I'm sure that there are companies that have a valid engineering need for perpetual staging environments rather than feature flags, but I've seen absolutely no evidence that staging servers are commonly engineering driven. Certainly in every part of the web startup world I've had contact with or heard about, staging environments have consistently been for product QA in organizations with heavy-handed processes and/or product management by non-technical stakeholders.

Edit for the people responding: This is not about haphazardly pushing to production. You should familiarize yourselves with continuous integration (http://en.wikipedia.org/wiki/Continuous_integration) and the various deployment strategies of major web companies.




I'm a dev at a company and I pushed for us to have a staging environment _and_ QA. When I started at my current job, it was common practice to edit code in production, and there was no testing (automated, QA, anything).

In our case, having a staging server (which is really a prod server since it's used for some internal stuff) gives us a chance to check a few things:

1. The installer still installs everything properly. 2. The main website works 3. Web services work

We don't have any hard and fast rules about how long things sit on staging, but having a staging system is useful.

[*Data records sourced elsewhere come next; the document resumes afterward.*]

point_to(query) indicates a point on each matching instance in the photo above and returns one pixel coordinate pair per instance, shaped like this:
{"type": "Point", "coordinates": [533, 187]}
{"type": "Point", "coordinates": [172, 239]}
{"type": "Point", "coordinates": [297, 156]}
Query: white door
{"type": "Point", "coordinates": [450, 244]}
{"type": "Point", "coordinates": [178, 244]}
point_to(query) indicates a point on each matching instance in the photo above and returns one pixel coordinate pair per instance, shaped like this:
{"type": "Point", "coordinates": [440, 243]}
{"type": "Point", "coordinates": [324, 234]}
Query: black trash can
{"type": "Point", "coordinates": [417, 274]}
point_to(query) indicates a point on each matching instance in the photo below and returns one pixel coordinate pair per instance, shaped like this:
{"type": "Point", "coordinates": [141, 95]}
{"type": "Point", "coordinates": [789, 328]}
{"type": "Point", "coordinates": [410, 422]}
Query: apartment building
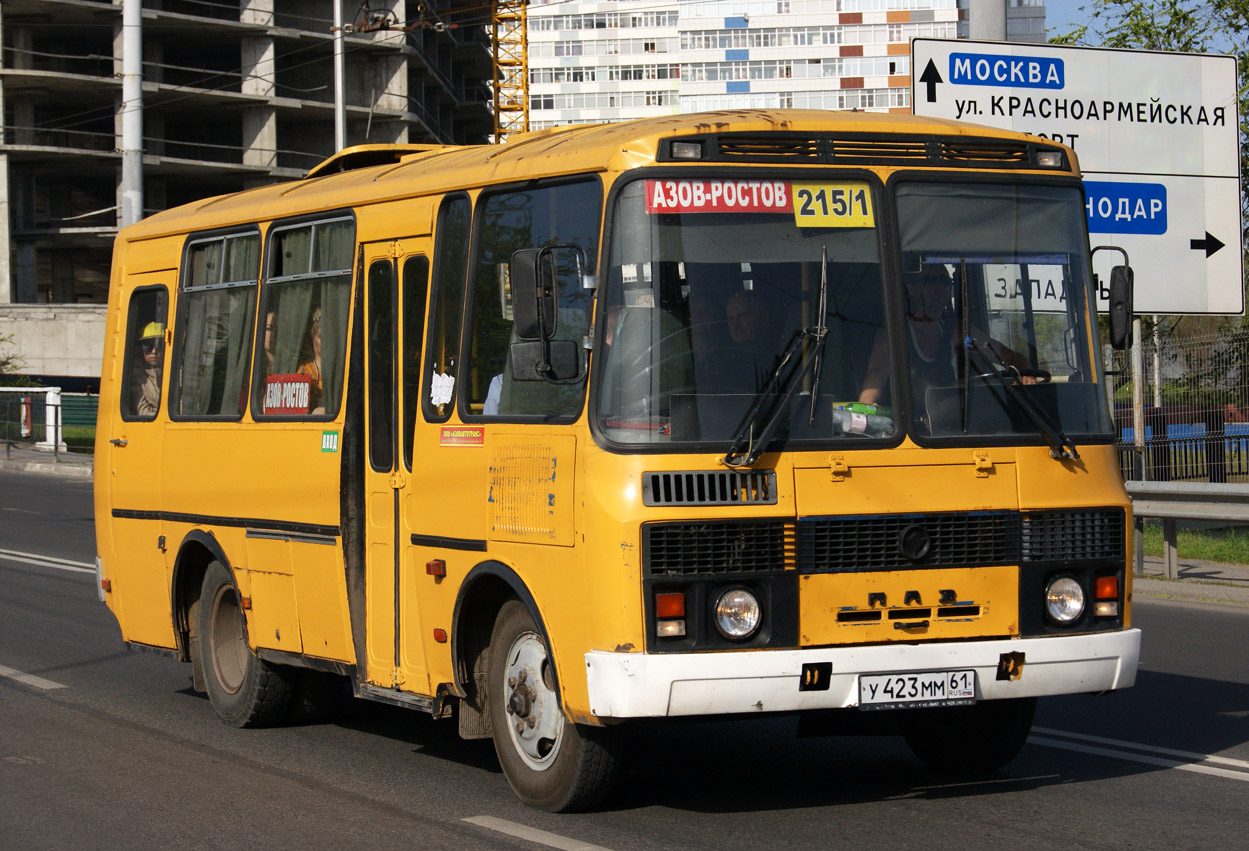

So there you have it, a staging environment driven by engineering.


You honestly can't think of good engineering reasons not to push new code directly into production?


too busy crushing it to use a staging server

sorry you aren't a technical coder

you probably even file bugs instead of just monkey-patching it in production like a real man

(srcub)


You might want to do fewer, less frequent releases in order to provide training to end users. You might also want to do do fewer, less frequent releases in order to facilitate a marketing push centered around the release.


Staging servers are not only a great idea, they are a life saver (read: job saver/career saver) when you are running large, mission critical apps.

I push things right into production when I'm playing with a new site. I use a staging server when I'm working on something serious.